Di berbagi sudut jalan di ibu kota terutama di jalan-jalan yang memberlakukan satu arah, sering dijumpai pengendara (terutama ) motor yang sering memotong jalur. Pengendara ingin tujuannya cepat sampai hingga melanggar rambu-rambu lalu lintas. Kadang di jalan itu memang kurang mendapat pengawasan dari polisi lalu lintas, sehingga dengan gagahnya para pengendara menerobos dan menentang arus. Titik rawan itu sering membuat terjadinya kemacetan, juga beresiko besar terjadi kecelakaan.

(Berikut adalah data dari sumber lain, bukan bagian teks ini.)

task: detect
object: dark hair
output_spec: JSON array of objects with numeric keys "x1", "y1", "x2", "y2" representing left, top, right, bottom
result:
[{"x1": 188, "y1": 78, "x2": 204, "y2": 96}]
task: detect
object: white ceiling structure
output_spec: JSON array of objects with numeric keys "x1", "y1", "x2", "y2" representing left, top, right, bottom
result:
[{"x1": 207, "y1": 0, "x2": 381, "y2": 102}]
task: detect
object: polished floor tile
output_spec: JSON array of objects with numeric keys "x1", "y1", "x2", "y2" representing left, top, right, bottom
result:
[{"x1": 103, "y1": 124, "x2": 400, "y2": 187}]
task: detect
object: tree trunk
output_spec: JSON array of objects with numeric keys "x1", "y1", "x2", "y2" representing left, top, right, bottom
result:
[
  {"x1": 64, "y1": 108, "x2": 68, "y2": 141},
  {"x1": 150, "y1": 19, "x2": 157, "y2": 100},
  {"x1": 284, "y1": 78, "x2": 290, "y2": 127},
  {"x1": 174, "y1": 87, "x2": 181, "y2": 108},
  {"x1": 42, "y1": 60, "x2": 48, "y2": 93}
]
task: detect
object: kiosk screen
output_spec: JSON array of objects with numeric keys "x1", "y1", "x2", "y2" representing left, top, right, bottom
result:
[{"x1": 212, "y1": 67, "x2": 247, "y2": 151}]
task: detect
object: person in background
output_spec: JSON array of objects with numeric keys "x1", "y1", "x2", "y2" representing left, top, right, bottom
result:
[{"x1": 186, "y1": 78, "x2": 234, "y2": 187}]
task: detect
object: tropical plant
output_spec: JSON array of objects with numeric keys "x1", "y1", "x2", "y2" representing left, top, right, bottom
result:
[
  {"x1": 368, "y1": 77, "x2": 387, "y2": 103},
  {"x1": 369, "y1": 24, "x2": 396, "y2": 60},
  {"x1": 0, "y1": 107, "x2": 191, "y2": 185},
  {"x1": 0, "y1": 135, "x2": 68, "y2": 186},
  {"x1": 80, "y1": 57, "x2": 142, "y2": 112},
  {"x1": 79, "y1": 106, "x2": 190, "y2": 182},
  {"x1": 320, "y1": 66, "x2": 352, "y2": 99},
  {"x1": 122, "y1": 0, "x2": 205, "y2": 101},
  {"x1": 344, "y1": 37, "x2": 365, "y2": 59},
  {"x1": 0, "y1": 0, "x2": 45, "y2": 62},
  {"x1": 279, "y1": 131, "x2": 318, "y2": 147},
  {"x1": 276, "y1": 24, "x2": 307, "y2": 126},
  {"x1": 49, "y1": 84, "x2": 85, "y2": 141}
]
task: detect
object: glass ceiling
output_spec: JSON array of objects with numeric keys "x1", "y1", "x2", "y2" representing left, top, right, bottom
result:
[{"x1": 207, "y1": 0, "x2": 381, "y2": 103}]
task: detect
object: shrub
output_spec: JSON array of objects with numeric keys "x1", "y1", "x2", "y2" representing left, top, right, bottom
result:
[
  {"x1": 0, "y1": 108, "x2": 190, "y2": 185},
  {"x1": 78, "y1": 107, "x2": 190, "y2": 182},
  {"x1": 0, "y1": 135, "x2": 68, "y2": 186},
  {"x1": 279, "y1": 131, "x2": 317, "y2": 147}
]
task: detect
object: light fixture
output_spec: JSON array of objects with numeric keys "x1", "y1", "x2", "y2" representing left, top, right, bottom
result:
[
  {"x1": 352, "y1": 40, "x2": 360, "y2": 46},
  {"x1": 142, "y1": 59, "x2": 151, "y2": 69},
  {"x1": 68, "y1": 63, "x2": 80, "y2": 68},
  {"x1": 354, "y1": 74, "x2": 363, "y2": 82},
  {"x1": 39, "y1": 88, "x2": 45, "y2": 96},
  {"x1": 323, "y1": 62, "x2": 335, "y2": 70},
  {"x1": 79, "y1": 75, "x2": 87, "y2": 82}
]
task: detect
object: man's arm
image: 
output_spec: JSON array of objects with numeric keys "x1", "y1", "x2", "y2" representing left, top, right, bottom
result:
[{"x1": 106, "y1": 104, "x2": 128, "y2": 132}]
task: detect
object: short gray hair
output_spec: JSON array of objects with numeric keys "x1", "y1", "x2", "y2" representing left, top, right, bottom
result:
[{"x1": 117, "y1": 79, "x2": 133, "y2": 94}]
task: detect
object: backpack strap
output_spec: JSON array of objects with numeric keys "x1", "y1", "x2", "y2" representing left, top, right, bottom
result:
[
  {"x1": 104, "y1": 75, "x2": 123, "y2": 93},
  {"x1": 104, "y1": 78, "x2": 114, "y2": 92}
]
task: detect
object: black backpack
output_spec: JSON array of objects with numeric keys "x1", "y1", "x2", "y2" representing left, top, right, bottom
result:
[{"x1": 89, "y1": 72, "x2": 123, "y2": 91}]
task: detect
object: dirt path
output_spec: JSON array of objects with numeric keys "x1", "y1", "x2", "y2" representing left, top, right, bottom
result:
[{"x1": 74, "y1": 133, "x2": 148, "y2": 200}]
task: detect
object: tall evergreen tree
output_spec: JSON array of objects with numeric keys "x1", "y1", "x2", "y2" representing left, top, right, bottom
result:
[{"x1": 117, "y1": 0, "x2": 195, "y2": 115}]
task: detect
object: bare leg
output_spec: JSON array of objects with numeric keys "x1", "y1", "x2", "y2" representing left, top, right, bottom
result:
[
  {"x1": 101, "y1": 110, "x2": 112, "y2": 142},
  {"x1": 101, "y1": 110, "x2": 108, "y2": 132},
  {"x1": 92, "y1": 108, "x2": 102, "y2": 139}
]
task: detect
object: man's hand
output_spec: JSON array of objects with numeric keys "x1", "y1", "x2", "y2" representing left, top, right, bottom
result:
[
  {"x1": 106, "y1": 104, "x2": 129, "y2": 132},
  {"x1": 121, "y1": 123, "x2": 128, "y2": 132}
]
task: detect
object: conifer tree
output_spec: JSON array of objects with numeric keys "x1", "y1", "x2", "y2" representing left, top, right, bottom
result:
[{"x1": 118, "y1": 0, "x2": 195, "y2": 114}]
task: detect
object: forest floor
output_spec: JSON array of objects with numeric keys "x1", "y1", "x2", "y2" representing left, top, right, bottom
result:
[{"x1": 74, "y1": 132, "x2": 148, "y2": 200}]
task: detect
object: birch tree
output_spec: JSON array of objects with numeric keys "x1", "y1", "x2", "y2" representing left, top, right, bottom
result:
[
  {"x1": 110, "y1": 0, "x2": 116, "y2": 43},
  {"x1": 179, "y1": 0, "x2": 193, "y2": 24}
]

Budaya melanggar rambu lalu lintas itu amat susah dihapuskan. Banyak pemilik motor memang tidak dibekali pengetahuan bagaimana disiplin menjalankan peraturan dan tidak berusaha melanggar. Banyak pengendara merasa gagah bila melanggar. Tidak ada perkecualian ,pria wanita sering menabrak peraturan. Budaya malu ternyata belum menjadi habit seperti halnya disiplin yang diterapkan di negara tetangga seperti Singapura. Setiap saat, sepanjang hari dari tahun ke tahun jalanan tak pernah sepi dari pelanggaran demi pelanggaran. Sepertinya tidak ada niatan untuk mengubah perilaku yang salah.
Coba saja, ketika anda lewat di suatu tempat, dari belokan tiba-tiba melaju kendaraan yang melawan arus, ngebut lagi. Tentu reaksi anda pasti akan memaki-memaki pengendaranya. Raibetnya bukan merasa salah ketika ditegur malah matanya melotot, tangan melayang. Plak! Sungguh ini terjadi di negara yang katanya menjunjung etika tinggi. Saat lampu merah menyala di perempatan banyak motor menerobos lampu merah dan menimbulkan keruwetan di perempatan atau pertigaan. Kegaduhanpun muncul, sayang sungguh sayang tidak ada aparat yang bertugas dan berusaha mengurai kemacetan.
Di jalan-jalan sempit di perkampungan semacam di pedongkelan, Cengkareng keruwetan sering terjadi akibat banyaknya motor yang berada di jalanan. Tidak ada yang mau mengalah hingga di persimpangan akhirnya terjadi keruwetan lalu lintas. Mana ada aparat, paling preman yang berusaha menanggung keuntungan dari suasana kacau tersebut.
Kapan para pengendara bisa berdisiplin, kapan mereka mau mentaati peraturan. Jika mereka merasa gagah bisa melanggar sebetulnya itu tindakan konyol yang tak patut dipuji. Masyarakat mesti kembali menata etika berkendara, mereka harus berubah seperti upaya Jokowi untuk merevolusi mental. Salah satunya adalah para pelanggar lalu lintas tadi.
Jika mau mengejar kemajuan seperti negara Singapura, bukan hanya pemerintah saja yang tancap gas, tapi juga setiap pribadi warga negara. Salah satu tindakan yang tidak boleh dilakukan oleh setiap pribadi salah satunya adalah melanggar lalu lintas. Bagi anda pengendara motor, terutama yang berada di wilayah Jakarta Barat waspadai Sepanjang JORR arah ke Fly Over, Rawa Buaya, terutama di dekat Semanan, Pasar Cengkareng dan di bawah fyover Menceng.
Di Jakarta Pusat sering ditemui pelanggar yang melawan arus di Jalan Gajah Mada, Jalan Veteran ke arah Jalan Juanda. Di titik-titik ini aparat seperti raib. Di Jakarta Selatan patut diwaspadai di sekitar Jalan menuju kebayoran lama terutama yang sering melanggar dan menentang arus dari arah Jalan panjang ke arah Pasar Jumat.
Sedangkan di Jakarta utara silahkan anda was-was bila berada di sepanjang jalan Yos Sudarso dan di jalan Cakung Cilincing(Cacing). Jalankan motto lebih baik terlambat tapi selamat daripada cepat mati konyol. Kalau tidak ingin terlambat yang datang lebih awal. Sekarang tergantung anda sih. Jika setiap orang hanya ikut arus orang yang nyata-nyata berbuat salah apa salahnya sekarang marilah kita nasihati diri sendiri. Bangun budaya baru, budaya tertib. Di mulai diri sendiri.